Orin vi5_channel_stop kernel panic on jetpack5.1.1

hi, nvidia team.

I have encountered a vi5 caused system crash

My video routing is ar0231->max96705->max96712->orin 32G
The way I reproduce this problem is to use the v4l2 command to check the frame rate for all four cameras

V4l2 ctl -- set fmt video=width=1920, height=1080-- stream mmap - d/dev/video0

Then I executed the i2c tool to reconfigure the max96712 and max96705 . At this point, the four v4l2 cmd
will no longer refresh. Because I configured the camera, the video stream was interrupted.

After completing the configuration of my i2c tool, the four v4l2 cmd began to refresh the frame rate again.
In some cases, after the reconfiguration is completed, the v4l2 cmd may not continue to refresh the frame rate.
If I Ctrl+C to turn off this v4l2 command, the system will freeze.

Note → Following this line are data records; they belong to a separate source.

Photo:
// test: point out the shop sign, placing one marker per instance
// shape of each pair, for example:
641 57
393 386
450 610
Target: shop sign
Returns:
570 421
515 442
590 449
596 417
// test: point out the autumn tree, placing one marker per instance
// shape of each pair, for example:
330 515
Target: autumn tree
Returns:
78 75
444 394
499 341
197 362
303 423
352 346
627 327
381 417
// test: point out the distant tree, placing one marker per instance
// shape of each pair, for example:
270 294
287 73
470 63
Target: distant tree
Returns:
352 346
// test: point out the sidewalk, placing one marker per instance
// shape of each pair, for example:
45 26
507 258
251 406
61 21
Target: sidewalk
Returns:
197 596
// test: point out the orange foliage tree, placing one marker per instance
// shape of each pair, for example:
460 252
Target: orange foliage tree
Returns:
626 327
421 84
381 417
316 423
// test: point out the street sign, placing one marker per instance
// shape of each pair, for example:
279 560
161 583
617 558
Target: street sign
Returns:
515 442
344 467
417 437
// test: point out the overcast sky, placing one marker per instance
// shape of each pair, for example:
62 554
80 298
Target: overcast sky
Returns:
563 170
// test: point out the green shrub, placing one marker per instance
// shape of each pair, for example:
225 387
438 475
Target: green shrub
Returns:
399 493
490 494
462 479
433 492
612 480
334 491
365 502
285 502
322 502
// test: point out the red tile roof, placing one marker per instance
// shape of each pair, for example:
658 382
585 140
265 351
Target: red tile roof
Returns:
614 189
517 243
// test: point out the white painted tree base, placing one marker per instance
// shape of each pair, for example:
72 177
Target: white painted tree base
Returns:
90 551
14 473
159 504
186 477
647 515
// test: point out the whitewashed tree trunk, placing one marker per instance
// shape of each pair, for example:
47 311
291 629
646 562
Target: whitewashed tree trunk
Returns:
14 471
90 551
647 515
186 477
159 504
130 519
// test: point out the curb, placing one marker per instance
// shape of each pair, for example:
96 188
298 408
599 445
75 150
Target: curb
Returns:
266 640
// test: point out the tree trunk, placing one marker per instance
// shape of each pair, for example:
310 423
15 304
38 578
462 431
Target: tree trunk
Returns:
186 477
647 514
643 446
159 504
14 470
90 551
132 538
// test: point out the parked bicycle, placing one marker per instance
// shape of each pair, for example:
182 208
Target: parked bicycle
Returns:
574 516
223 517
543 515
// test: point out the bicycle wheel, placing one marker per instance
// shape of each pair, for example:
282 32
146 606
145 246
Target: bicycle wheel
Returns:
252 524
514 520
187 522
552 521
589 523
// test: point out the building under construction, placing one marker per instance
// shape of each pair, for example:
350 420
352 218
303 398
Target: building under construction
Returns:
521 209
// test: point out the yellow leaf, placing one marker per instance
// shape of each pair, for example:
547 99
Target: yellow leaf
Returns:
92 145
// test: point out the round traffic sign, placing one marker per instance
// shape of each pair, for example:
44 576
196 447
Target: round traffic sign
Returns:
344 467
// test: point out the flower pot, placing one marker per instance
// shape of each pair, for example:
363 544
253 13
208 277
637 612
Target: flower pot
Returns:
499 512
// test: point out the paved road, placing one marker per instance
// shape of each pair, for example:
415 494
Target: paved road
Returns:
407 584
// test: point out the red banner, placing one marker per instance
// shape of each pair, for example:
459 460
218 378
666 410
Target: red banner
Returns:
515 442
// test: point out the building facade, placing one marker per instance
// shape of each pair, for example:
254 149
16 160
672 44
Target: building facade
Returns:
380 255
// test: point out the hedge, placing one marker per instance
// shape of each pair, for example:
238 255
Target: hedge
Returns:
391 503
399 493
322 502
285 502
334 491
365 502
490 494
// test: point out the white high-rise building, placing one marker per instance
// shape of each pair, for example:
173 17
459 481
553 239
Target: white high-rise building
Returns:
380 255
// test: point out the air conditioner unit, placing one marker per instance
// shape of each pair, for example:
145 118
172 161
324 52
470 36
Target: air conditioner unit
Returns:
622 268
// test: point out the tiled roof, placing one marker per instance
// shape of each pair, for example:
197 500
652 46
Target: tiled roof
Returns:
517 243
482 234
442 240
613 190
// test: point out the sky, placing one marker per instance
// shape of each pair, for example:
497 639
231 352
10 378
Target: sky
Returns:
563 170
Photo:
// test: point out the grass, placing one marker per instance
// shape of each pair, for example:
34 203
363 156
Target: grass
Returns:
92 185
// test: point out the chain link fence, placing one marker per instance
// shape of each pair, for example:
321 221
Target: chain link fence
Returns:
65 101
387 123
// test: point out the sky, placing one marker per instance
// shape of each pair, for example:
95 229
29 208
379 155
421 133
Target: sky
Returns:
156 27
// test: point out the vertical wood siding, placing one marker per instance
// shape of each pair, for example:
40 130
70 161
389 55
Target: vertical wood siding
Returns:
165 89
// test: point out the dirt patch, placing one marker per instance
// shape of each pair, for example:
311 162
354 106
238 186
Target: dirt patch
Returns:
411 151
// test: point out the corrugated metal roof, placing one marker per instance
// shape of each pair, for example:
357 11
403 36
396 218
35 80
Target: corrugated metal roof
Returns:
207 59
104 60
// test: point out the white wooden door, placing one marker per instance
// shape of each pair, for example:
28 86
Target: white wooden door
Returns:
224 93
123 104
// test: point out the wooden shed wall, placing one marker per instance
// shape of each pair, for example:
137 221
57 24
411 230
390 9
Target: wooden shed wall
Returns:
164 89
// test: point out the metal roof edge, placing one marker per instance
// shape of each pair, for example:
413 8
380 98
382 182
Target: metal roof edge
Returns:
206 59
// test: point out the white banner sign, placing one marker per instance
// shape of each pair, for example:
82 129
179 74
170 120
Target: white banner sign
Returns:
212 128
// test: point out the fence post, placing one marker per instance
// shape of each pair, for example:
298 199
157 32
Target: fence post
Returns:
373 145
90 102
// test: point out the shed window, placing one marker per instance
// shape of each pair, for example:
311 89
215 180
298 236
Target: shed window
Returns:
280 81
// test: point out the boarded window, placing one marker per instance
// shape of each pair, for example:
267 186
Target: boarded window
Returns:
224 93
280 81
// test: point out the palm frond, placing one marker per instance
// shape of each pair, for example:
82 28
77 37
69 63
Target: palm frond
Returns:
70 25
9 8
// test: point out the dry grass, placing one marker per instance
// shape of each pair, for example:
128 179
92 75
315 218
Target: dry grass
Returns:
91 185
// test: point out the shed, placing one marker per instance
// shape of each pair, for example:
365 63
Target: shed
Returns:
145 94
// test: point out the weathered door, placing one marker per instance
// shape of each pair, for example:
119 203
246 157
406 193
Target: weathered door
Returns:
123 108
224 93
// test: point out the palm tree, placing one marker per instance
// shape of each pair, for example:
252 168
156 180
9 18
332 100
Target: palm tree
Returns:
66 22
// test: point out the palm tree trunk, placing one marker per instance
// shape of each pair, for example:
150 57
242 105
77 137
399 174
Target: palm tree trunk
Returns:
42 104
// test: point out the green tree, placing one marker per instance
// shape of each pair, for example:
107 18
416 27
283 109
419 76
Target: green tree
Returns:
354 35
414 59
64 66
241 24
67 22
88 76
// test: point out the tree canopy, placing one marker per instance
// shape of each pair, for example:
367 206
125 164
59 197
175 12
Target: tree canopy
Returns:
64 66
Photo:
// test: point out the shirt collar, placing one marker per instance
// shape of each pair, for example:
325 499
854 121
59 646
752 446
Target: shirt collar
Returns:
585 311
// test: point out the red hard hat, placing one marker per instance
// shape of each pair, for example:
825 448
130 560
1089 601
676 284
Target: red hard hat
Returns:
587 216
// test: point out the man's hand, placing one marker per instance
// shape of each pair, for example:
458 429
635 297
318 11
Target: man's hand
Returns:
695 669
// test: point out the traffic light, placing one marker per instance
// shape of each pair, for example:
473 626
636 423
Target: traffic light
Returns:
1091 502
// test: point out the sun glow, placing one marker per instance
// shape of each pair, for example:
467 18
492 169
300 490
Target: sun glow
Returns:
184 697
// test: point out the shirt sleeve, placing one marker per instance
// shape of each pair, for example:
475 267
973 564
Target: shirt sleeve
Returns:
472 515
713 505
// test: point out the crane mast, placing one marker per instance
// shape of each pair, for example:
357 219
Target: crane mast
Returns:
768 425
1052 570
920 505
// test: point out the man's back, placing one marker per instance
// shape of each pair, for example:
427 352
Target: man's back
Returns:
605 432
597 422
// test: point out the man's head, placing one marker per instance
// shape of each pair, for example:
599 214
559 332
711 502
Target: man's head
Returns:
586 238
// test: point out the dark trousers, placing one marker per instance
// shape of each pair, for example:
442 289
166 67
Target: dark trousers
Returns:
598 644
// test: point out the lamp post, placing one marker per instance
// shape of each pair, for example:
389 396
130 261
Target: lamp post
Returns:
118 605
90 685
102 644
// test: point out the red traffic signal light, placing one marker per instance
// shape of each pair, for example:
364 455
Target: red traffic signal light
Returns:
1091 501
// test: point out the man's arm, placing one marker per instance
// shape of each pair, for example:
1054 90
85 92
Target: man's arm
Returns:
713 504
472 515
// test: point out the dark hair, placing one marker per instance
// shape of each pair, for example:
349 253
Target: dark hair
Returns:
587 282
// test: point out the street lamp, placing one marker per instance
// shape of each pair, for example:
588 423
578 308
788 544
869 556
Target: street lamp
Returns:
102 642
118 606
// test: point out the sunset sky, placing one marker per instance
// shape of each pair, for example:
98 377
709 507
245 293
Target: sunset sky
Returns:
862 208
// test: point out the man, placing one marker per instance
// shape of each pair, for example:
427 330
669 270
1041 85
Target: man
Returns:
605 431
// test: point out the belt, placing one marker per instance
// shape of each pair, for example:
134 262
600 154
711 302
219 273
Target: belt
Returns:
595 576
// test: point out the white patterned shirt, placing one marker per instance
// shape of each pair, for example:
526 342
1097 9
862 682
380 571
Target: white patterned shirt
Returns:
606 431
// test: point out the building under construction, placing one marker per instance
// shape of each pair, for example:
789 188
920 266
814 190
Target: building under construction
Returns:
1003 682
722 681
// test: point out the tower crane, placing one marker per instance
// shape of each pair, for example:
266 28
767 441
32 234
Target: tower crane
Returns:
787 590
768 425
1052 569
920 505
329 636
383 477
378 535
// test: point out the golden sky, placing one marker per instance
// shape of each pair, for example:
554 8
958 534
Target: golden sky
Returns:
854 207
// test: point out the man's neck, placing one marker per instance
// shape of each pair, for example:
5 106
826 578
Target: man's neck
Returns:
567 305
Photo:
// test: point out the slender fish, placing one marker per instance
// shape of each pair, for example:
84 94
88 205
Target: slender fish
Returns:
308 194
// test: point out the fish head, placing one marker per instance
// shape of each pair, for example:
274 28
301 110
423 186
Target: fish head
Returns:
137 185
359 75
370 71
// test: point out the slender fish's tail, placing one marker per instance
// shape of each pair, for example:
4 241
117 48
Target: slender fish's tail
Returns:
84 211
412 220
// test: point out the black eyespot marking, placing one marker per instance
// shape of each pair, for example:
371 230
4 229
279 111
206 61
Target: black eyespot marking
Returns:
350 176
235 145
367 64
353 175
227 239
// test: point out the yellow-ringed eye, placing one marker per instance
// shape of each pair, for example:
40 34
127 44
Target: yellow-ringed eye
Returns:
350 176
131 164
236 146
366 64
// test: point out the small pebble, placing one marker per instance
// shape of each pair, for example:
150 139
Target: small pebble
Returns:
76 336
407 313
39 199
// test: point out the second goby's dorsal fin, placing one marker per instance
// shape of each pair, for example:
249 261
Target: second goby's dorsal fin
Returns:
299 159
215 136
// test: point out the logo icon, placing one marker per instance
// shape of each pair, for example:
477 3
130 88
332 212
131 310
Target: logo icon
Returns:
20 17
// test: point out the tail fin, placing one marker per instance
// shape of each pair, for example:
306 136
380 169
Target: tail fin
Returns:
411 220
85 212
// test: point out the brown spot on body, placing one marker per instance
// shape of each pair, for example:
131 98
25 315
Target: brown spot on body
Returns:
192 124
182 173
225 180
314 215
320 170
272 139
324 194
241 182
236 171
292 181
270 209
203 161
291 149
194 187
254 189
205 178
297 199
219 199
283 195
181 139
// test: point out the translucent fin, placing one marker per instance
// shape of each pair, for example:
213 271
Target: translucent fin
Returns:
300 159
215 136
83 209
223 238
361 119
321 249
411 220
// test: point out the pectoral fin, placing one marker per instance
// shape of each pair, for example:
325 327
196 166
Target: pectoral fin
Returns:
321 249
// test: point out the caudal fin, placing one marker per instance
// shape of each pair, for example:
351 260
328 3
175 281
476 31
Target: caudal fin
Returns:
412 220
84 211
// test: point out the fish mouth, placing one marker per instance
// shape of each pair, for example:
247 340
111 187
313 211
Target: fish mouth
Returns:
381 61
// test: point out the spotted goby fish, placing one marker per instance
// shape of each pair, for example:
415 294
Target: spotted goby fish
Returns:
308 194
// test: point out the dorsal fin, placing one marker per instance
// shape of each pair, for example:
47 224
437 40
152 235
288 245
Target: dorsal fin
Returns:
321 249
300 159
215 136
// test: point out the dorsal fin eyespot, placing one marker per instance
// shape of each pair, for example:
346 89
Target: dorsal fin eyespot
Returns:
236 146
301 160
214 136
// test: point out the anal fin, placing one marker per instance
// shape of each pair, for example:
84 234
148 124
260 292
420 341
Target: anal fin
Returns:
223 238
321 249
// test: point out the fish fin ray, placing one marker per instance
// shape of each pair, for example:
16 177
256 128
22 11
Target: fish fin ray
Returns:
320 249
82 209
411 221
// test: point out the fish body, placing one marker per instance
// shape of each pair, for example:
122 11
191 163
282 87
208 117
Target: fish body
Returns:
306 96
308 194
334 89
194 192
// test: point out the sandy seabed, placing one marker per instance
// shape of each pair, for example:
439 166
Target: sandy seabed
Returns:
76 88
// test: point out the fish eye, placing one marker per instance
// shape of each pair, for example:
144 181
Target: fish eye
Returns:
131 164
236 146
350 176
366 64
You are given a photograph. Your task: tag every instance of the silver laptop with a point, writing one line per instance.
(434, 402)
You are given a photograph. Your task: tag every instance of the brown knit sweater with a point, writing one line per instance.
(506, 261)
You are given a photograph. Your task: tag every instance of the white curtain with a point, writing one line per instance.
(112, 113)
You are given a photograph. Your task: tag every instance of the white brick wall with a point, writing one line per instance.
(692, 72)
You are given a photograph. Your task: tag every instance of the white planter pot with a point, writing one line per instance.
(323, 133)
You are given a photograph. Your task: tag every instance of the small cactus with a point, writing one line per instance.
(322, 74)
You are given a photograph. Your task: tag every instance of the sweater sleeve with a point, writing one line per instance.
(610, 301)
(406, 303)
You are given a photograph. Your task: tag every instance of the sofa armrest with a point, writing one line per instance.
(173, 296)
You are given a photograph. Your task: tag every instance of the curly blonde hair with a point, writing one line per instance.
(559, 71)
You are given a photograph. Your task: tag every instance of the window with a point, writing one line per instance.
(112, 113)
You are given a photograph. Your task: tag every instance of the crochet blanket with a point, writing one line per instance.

The stuck log is the same as the topic below

We are using Jetpack 5.0.2. According to the above instructions, we performed the same operation on the orin64g version(jetpack 5.1.1). Discovering that the system will still freeze
The corresponding log is as follows.
Please help to see how to solve this problem
dmesg.log (155.6 KB)
kern.log (213.4 KB)

1 Like

hello mmcly,

as you can see, there’re timeout failures when you’ve interrupt the video stream.

Jul  6 15:22:23 orin-master kernel: [249373.354268] tegra-camrtc-capture-vi tegra-capture-vi: uncorr_err: request timed out after 2500 ms
Jul  6 15:22:23 orin-master kernel: [249373.354270] tegra-camrtc-capture-vi tegra-capture-vi: uncorr_err: request timed out after 2500 ms
...

may I know the failure rate?
there’s internally 2500ms timeout, and it may take couple of seconds to restore capture engine.
may I also confirm how long had you waited to confirm v4l cmd cannot continue to refresh the capture?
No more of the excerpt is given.